A violência nos reinos da paz

A violência nos reinos da paz

Os países nórdicos da Europa, conhecidos por suas políticas progressistas e altos índices de igualdade de gênero, enfrentam um paradoxo preocupante: taxas elevadas de violência, especialmente contra as mulheres. Este chamado “paradoxo nórdico” revela uma complexidade que desafia a imagem utópica dessas nações. Os últimos tempos têm trazido evidências de que a Escandinávia perdeu sua inocência e, cada vez mais, se alinha aos países do resto do mundo, onde o crime e as ameaças à tranquilidade e à vida passaram a fazer parte do cotidiano.

Na Suécia, outrora tranquila, a guerra entre gangues criminosas provoca tiroteios cada vez mais frequentes, a ponto de a imprensa local definir esse estado de violência como o novo normal, que não pode mais ser ignorado. Existem hoje no país pelo menos quarenta quadrilhas organizadas dedicadas ao tráfico de drogas, violência e extorsão. No ano passado, uma poderosa gangue chamada Foxtrot dividiu-se em duas, o que provocou novo aumento no negócio do crime. Segundo um relatório policial datado de fevereiro de 2024, sessenta e dois mil criminosos estão ativos ou vinculados a quadrilhas organizadas no país. Pelas estatísticas do relatório, 95% são homens e 88% cidadãos suecos.

As gangues estão espalhadas pelo país, não apenas concentradas em grandes cidades como Estocolmo, Gotemburgo e Malmö, mas também nas cidades médias de todo o país. Como costuma acontecer na guerra de gangues das favelas brasileiras, há vítimas colaterais dos conflitos: em abril, um homem inocente tornou-se símbolo dessa escalada, vítima de uma bala perdida em um tiroteio, na frente de seu filho de 12 anos, quando ia a caminho da piscina no bairro de Skärholmen, em Estocolmo.

A crise de segurança na Suécia coincide com o desmonte do Estado de bem-estar social, construído depois da guerra e que era apontado como modelo. Foi obra da chamada virada neoliberal: nos anos 1980, ocorreu uma mudança política em direção a políticas liberais, incluindo a desregulamentação do setor financeiro. Foram também adotadas medidas de austeridade, com cortes significativos nos gastos públicos que impactaram as políticas sociais.

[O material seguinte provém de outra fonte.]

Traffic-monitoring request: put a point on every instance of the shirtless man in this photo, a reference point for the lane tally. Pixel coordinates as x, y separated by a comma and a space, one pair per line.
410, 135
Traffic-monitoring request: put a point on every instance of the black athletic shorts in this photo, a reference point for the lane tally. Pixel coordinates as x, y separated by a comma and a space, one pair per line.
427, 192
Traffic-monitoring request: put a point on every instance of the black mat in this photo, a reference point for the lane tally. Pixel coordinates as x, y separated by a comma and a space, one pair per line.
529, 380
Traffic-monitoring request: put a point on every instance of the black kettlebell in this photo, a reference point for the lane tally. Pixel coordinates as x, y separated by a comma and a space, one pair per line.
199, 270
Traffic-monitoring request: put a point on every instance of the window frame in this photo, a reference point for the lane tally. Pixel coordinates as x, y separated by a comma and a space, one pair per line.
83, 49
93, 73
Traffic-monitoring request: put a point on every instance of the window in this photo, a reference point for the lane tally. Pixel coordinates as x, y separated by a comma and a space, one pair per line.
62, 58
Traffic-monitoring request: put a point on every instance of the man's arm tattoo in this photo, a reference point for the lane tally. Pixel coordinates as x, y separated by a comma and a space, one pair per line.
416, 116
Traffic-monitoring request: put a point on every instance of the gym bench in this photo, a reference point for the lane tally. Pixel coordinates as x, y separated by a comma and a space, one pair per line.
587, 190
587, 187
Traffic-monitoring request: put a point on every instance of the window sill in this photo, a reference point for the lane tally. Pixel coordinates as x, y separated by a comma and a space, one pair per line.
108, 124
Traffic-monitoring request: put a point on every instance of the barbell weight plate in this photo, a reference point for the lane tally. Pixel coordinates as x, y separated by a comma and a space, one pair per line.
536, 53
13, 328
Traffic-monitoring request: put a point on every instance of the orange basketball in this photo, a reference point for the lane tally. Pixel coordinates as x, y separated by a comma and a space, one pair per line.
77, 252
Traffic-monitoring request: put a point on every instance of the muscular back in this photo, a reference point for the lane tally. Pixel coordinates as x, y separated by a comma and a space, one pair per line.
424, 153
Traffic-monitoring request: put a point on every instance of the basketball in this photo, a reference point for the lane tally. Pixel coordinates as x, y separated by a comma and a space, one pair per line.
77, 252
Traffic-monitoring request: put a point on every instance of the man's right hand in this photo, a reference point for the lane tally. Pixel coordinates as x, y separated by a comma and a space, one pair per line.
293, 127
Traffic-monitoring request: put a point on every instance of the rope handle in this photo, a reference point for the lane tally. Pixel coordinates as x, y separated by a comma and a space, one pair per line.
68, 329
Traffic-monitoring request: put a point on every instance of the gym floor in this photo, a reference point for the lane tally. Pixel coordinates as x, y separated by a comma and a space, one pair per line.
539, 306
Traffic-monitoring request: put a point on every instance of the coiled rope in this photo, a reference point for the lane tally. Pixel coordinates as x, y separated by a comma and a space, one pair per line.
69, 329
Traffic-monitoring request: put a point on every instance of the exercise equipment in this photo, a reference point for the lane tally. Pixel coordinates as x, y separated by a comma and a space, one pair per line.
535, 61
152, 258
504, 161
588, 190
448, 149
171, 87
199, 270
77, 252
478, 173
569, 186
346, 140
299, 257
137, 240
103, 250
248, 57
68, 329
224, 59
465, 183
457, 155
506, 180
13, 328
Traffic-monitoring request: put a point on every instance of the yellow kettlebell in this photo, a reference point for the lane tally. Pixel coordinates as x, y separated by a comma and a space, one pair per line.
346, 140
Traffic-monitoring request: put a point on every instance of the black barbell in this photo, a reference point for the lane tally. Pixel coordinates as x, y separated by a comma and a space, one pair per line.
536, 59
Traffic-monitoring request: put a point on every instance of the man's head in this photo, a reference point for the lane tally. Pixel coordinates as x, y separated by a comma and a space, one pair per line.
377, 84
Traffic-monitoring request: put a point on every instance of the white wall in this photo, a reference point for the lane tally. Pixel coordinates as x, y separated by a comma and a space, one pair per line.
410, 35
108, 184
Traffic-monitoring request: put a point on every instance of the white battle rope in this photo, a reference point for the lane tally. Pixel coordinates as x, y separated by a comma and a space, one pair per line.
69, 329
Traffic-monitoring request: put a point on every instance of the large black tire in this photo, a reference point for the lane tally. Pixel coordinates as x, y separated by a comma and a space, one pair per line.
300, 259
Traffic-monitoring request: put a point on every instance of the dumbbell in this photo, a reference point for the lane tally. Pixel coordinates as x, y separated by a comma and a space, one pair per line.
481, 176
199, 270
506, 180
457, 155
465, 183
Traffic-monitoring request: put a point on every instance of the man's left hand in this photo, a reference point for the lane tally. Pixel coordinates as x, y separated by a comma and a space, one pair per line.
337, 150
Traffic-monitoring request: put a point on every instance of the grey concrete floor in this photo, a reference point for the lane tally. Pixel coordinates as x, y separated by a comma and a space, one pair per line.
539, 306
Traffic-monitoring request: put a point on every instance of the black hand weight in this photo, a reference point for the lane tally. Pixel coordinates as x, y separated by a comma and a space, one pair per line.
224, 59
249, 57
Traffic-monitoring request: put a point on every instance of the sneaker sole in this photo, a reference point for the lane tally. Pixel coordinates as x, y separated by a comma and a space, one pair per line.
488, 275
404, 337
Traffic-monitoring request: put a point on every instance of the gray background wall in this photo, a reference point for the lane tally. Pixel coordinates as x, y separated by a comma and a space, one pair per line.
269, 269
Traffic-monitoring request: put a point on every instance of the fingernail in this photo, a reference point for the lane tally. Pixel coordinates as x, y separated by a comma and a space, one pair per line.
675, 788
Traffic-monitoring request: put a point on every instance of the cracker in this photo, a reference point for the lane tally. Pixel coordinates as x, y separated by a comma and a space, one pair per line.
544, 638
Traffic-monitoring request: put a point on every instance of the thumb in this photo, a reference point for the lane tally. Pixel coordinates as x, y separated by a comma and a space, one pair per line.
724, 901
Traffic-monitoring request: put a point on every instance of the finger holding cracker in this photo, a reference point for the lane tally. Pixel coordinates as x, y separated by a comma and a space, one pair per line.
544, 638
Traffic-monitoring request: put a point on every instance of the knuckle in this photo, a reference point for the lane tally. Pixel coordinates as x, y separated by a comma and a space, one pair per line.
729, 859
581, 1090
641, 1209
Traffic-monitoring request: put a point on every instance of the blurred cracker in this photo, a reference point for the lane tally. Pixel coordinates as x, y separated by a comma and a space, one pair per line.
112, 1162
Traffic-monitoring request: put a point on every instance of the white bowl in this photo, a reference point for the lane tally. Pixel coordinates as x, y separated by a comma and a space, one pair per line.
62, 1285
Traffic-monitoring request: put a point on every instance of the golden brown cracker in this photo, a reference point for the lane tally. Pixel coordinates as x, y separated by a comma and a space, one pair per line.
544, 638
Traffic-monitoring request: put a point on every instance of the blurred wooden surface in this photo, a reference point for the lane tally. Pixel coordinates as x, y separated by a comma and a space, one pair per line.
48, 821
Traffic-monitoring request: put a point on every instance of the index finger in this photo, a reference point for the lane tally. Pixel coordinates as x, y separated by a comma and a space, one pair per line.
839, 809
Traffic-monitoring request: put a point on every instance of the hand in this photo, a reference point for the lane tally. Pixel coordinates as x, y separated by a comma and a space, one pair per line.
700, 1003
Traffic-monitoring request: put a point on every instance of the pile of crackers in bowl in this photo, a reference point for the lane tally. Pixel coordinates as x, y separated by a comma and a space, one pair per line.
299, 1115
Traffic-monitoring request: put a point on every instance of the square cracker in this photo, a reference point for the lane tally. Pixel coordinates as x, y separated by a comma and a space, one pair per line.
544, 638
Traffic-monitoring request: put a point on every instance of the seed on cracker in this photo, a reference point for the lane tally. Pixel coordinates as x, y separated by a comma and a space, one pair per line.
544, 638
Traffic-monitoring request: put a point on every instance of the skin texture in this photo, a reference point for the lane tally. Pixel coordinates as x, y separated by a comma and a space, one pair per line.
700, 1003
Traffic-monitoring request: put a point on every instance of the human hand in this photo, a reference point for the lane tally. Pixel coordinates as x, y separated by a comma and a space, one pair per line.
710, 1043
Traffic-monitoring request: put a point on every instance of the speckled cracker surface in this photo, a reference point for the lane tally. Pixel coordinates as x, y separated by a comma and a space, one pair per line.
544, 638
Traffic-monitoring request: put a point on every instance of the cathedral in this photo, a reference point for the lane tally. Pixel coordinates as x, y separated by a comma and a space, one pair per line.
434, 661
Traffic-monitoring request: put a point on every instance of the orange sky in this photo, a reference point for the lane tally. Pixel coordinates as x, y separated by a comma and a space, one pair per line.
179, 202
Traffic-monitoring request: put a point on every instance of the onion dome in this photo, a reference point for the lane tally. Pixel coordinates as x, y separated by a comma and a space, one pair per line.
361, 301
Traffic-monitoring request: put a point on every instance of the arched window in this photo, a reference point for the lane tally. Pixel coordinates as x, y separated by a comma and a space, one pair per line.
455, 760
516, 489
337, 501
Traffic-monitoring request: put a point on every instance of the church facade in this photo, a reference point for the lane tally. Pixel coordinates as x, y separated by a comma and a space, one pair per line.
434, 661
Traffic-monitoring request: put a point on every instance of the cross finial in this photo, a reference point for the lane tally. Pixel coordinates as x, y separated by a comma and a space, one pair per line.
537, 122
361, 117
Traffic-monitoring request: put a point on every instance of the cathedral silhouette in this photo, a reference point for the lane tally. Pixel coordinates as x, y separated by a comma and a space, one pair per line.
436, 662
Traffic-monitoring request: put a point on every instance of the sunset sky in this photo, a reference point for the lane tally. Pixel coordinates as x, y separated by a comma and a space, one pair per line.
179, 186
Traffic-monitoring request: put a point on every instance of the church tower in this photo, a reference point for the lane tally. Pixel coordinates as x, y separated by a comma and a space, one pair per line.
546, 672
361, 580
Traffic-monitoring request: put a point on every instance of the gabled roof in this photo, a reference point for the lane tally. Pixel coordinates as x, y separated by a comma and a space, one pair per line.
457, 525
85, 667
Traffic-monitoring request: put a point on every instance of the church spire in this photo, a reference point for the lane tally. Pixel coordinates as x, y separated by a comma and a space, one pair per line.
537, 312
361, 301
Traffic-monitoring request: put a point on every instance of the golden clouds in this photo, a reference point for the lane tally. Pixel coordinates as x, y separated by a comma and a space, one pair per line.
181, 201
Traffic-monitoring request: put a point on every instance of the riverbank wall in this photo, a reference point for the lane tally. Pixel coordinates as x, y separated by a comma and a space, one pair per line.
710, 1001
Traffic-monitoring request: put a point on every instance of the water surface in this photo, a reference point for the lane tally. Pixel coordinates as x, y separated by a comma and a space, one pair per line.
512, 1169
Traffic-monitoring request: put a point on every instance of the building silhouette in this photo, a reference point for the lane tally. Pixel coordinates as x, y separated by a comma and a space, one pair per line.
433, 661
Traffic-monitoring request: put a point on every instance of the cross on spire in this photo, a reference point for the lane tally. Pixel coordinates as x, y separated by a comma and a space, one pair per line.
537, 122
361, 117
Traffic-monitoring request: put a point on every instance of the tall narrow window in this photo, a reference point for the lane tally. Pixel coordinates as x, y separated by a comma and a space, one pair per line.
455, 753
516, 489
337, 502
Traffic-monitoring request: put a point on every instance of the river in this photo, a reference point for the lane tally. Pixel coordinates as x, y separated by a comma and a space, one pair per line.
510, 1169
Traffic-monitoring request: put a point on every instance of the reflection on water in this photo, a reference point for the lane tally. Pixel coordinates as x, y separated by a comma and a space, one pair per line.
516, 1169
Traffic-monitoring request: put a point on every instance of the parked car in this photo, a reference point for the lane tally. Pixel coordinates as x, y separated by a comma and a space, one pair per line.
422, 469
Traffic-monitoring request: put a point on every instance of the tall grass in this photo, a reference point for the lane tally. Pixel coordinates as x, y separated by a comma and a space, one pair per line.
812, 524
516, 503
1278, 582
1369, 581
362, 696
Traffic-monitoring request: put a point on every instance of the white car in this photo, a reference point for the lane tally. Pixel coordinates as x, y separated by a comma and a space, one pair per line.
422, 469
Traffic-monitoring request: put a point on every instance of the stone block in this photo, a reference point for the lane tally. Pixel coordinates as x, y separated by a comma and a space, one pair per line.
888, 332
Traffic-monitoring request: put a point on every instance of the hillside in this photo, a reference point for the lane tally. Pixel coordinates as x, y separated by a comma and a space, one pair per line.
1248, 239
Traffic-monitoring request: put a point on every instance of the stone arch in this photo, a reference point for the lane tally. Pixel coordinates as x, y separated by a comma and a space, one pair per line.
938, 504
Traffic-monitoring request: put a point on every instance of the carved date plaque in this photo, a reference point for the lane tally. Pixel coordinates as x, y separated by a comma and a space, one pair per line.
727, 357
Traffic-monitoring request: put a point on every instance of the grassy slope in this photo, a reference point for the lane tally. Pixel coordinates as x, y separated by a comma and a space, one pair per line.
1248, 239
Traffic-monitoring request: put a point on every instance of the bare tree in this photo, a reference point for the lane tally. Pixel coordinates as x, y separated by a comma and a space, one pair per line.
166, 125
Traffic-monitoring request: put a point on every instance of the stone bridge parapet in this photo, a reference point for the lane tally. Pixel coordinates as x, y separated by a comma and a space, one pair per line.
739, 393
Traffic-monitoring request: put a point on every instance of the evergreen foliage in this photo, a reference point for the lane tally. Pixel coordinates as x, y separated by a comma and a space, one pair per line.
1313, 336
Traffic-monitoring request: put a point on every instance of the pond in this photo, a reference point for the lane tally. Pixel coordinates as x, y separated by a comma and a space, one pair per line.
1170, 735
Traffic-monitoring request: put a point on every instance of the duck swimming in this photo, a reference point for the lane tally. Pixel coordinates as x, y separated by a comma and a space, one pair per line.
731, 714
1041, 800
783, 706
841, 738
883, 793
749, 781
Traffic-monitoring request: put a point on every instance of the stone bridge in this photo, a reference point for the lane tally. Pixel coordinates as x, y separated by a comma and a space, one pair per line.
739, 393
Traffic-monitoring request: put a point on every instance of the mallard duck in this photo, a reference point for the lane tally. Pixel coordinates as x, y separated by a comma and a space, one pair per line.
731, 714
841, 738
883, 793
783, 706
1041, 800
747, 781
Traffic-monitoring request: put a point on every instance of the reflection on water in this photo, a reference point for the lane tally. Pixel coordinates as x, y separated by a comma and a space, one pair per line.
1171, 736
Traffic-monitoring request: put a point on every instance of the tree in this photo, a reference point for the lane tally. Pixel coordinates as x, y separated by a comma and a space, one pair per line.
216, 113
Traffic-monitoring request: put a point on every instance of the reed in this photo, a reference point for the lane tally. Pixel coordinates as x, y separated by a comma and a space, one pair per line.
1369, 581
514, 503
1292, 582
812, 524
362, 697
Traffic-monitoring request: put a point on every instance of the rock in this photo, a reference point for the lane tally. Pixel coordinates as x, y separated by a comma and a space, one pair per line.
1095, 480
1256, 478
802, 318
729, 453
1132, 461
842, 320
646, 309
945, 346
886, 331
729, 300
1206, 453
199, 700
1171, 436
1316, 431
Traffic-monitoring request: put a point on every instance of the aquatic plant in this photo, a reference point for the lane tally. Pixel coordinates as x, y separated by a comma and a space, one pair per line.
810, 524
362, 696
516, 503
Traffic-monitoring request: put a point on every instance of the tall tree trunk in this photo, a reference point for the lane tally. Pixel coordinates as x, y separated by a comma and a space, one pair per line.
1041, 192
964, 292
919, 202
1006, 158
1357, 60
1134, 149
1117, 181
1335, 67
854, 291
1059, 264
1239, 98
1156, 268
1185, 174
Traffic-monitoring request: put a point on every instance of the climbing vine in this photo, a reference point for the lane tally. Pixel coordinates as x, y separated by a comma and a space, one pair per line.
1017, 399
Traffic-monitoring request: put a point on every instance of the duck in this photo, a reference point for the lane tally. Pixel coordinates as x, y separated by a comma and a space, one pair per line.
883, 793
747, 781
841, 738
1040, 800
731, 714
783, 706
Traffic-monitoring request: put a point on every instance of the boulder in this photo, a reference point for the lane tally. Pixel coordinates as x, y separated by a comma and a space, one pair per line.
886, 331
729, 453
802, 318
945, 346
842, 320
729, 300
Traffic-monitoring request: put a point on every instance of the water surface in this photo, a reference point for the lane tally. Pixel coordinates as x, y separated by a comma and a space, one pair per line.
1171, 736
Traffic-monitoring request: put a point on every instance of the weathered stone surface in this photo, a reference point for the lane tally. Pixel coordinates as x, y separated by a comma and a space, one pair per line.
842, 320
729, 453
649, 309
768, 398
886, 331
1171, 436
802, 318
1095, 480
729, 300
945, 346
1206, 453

Ficou claro para os suecos que a onda de violência deve ser formalmente abordada. O Ministro da Justiça sueco, Gunnar Strömmer, disse que “os políticos na Dinamarca, da esquerda à direita, que disseram que a Suécia há muito tempo negligencia o crime e a segregação, estavam certos”. Vindo de um líder político, admitir isso publicamente revela a mudança de mentalidade que acontece na Suécia, onde o estado adotou uma abordagem conservadora em termos de políticas públicas.

A parte mais preocupante dessa realidade são os chamados “crianças-soldados”, que estão sendo recrutados para cometer crimes em países vizinhos, levando a uma onda de violência em Copenhague. Desde abril deste ano, 25 suecos foram presos na capital da Dinamarca, acusados de crimes graves. Segundo as polícias dos dois países, os incidentes envolvendo adolescentes suecos na Dinamarca estão conectados a conflitos entre gangues dinamarquesas e suecas, envolvendo drogas e dinheiro proveniente de assaltos. Como parte da escalada, jovens são abordados nas mídias sociais e em chats criptografados, antes de serem enviados em missões pagas do outro lado do estreito de Øresund – incluindo cometer crimes violentos e assassinatos, recebendo em pagamento até 200.000 coroas dinamarquesas (equivalentes a 27 mil euros).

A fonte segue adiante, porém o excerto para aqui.